SAMI, UNE JEUNESSE EN LAPONIE
Sublime ode à l'anti-déterminisme
Traduction de "Sang lapon" (le terme Saami désignant ce peuple autochtone du nord de la Suède, de la Norvège et de la Finlande), "Sami blood" est le poignant récit initiatique d'une jeune femme en quête de respect et de liberté. Loin de s'apparenter à une vulgaire crise adolescente, son mal-être est la conséquence directe d'une oppression sociale et sociétale qui frappa les Lapons dans l'entre-deux-guerres (l'histoire se déroule dans les années 30), ces derniers étant considérés par les anthropologues et la société civile comme des sous-catégories de l'espèce humaine. Un phénomène raconté sans détours dans le premier tiers du film, au travers d'un florilège d'actes de violence et d'humiliations ordinaires (dont une révoltante visite médicale devant toute une classe).

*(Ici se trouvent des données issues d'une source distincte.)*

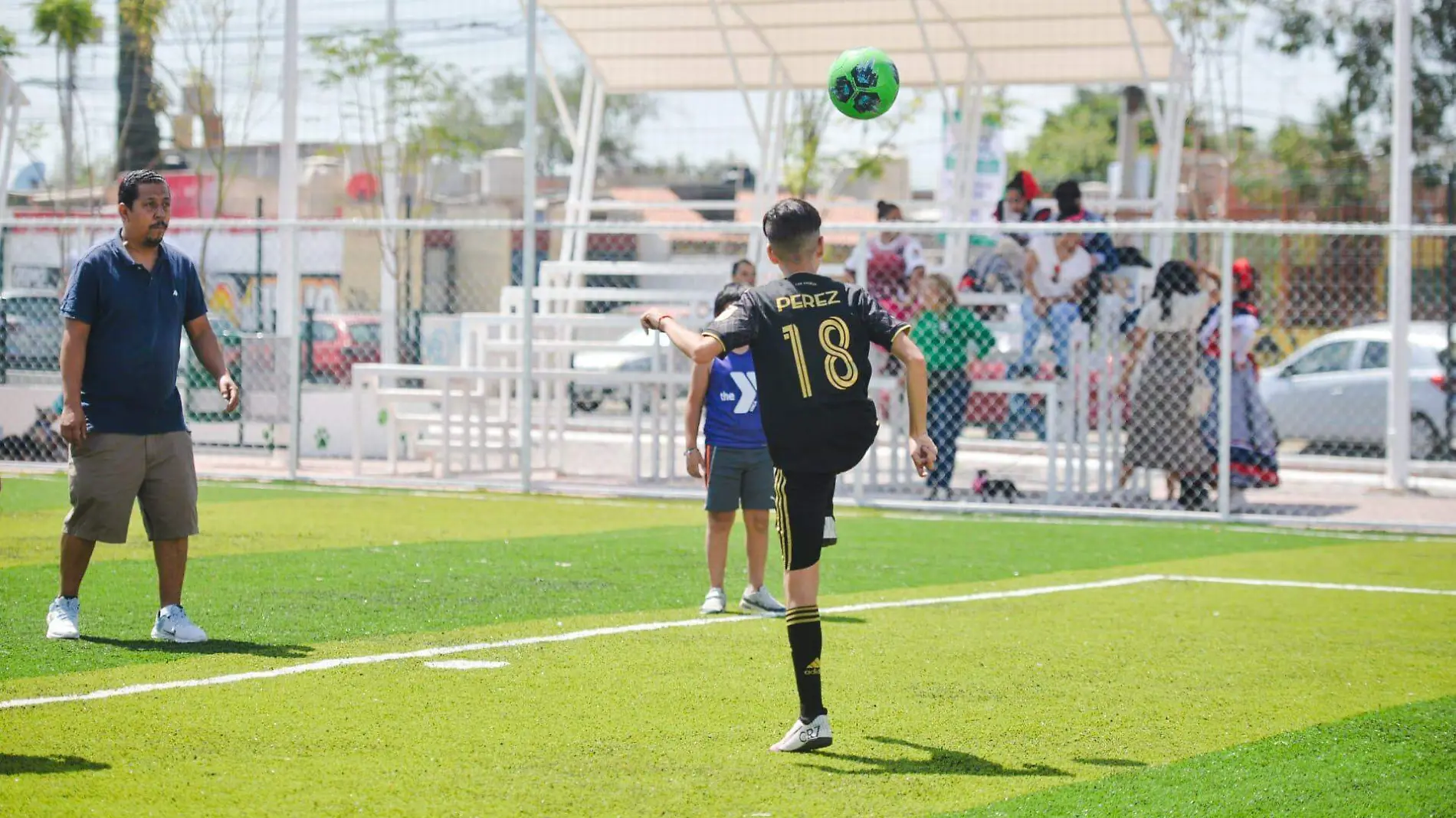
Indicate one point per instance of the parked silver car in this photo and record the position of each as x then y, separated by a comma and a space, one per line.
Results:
634, 354
1334, 389
32, 329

À la fois fresque sociologique, récit d'aventure et réflexion sur la question identitaire, "Sami blood" est aussi et avant tout un magnifique portrait de femme. Incarné avec intensité par une jeune actrice inconnue, un diamant brut à l'âge incertain et à la beauté sauvage, le personnage de Elle Marja fascine et intrigue. Son refus de se soumettre aux pressions du système et ses ripostes inlassables face à la cruauté de ses contemporains en font une héroïne flamboyante, face à un déterminisme bien plus grand qu'elle. Paradoxalement, son manque total de bienveillance pour ses racines et de compassion pour les siens traduit un racisme auto-infligé, plus dévastateur encore que le regard des autres. En résulte un tableau plutôt nuancé, que la narration en flash-back (le récit démarre alors qu'Elle Marja est une vieille dame campée sur ses positions) permet judicieusement de souligner.
Captivant dans son propos et visuellement remarquable, "Sami blood" est de ces pépites que l'on n'attend pas au tournant, capable de vous subjuguer et de vous emmener vers des torrents d'émotions. Il offre une fin d'une beauté inouïe, dont le message d'humilité résonne avec force longtemps après la projection. Espérons que le public français aura un jour la chance de le découvrir en salle ou en VOD.